Gli strumenti di contrasto al lavoro sommerso
Lavoro sommerso, piccola impresa e Mezzogiorno
Un approccio al mondo del “lavoro sommerso” che prescinda da una distinzione in ordine alla dimensione dell’impresa, rischia di determinare un’analisi incompleta e poco funzionale del fenomeno, il quale assume proporzioni più rilevanti e significative con riferimento alla piccola impresa, piuttosto che alla grande impresa.
Strettamente connesso alla questione della dimensione dell’impresa, è il ruolo delle rappresentanze sindacali.
È fuori di ogni dubbio che nei grandi distretti industriali le associazioni sindacali sono maggiormente presenti e ivi possono fruire di un più ampio raggio d’azione; parimenti è inopinabile che la diffusione del lavoro sommerso è accentuata laddove è meno forte la presenza sindacale.
[…]
Inoltre, pur volendo prescindere dal ruolo dei sindacati, la piccola impresa di per sé facilita il mimetismo ed in qualche modo protegge, nella prevalenza della frammentazione, le forme irregolari di attività.
Una conferma di queste circostanze viene fuori, in maniera evidente, affiancando la mappa che raffigura la distribuzione dei grandi distretti industriali in Italia, e la mappa nazionale del rischio di sommerso: le due immagini sono perfettamente speculari ed è difficile credere che tale circostanza sia il frutto di una banale coincidenza.
Le differenze strutturali del lavoro sommerso tra nord e sud sono sostanziali.
Le imprese del nord si caratterizzano per la prevalente diffusione di forme di lavoro sommerso “di convenienza”, nelle quali la collusione tra datore e lavoratore prende forma di lavoro grigio: l’irregolarità è parziale ed i soggetti spesso sono già tutelati dal punto di vista previdenziale ed assicurativo.
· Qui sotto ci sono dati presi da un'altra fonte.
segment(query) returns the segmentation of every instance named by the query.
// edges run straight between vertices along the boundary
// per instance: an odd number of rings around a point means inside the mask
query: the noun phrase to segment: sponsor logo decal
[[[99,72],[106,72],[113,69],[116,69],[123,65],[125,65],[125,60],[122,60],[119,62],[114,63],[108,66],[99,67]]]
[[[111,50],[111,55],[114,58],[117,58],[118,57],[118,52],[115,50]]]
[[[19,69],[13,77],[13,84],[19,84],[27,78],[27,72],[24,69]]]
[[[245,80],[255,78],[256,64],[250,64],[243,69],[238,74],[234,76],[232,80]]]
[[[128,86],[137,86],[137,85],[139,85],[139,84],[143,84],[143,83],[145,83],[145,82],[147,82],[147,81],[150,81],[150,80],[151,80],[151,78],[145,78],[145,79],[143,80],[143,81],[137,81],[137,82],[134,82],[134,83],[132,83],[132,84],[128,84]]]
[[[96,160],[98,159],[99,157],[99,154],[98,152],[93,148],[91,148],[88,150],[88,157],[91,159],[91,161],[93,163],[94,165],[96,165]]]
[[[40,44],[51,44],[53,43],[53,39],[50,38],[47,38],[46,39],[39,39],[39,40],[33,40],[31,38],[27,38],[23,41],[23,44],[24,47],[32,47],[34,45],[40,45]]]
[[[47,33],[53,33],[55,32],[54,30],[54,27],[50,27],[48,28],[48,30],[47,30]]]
Nella maggior parte dei casi l’irregolarità consiste nella corresponsione fuori della busta paga di straordinari e di altre componenti della retribuzione. Il lavoro nero, invece, nelle imprese settentrionali si concentra quasi esclusivamente tra gli immigrati clandestini.
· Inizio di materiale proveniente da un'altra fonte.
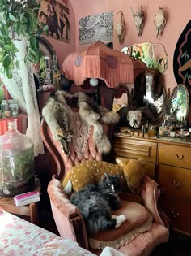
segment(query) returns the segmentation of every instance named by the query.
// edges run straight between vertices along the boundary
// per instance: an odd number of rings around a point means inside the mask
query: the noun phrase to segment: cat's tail
[[[127,219],[125,215],[119,215],[119,216],[112,215],[112,218],[116,219],[115,228],[120,227]]]

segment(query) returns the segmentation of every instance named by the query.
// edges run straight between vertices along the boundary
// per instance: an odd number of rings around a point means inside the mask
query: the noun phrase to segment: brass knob
[[[181,184],[181,181],[179,181],[179,182],[177,183],[177,182],[176,182],[176,181],[174,180],[173,183],[174,183],[174,185],[175,185],[176,187],[180,187],[180,184]]]
[[[172,210],[171,214],[174,219],[178,218],[178,216],[180,215],[179,212],[174,212],[174,210]]]
[[[184,158],[184,154],[179,156],[177,154],[176,154],[176,158],[179,160],[181,160]]]

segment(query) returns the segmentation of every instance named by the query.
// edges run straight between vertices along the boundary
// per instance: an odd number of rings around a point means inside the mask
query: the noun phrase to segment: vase
[[[17,129],[17,120],[8,121],[0,137],[0,197],[12,197],[33,189],[34,145]]]

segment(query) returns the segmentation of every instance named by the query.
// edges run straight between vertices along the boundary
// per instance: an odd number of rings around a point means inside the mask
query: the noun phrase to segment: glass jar
[[[2,101],[1,110],[2,111],[2,113],[4,113],[5,111],[9,111],[9,106],[6,103],[6,100],[2,100]]]
[[[15,101],[12,101],[9,105],[9,109],[11,111],[11,116],[19,115],[19,106]]]
[[[0,197],[12,197],[33,189],[34,145],[17,129],[17,120],[8,122],[0,137]]]

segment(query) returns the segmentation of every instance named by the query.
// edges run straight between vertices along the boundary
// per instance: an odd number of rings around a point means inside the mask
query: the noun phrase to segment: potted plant
[[[1,0],[0,11],[0,66],[7,78],[12,78],[12,70],[19,67],[15,41],[23,41],[24,60],[36,63],[40,54],[37,37],[48,30],[39,23],[40,2],[36,0]]]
Al sud, prima ancora che di “convenienza” si deve parlare di “sopravvivenza”, laddove la gran parte delle imprese sceglie le (illecite) convenienze economiche del sommerso per evitare lachiusura delle strutture produttive, non essendo in grado di sostenere gli oneri legali connessi all’imposizione fiscale ed al costo del lavoro.
Inoltre il lavoro sommerso nel Mezzogiorno si caratterizza per la presenza di lavoro irregolare in senso stretto, in misura pari a circa il triplo di quello normalmente presente nei paesi industrializzati.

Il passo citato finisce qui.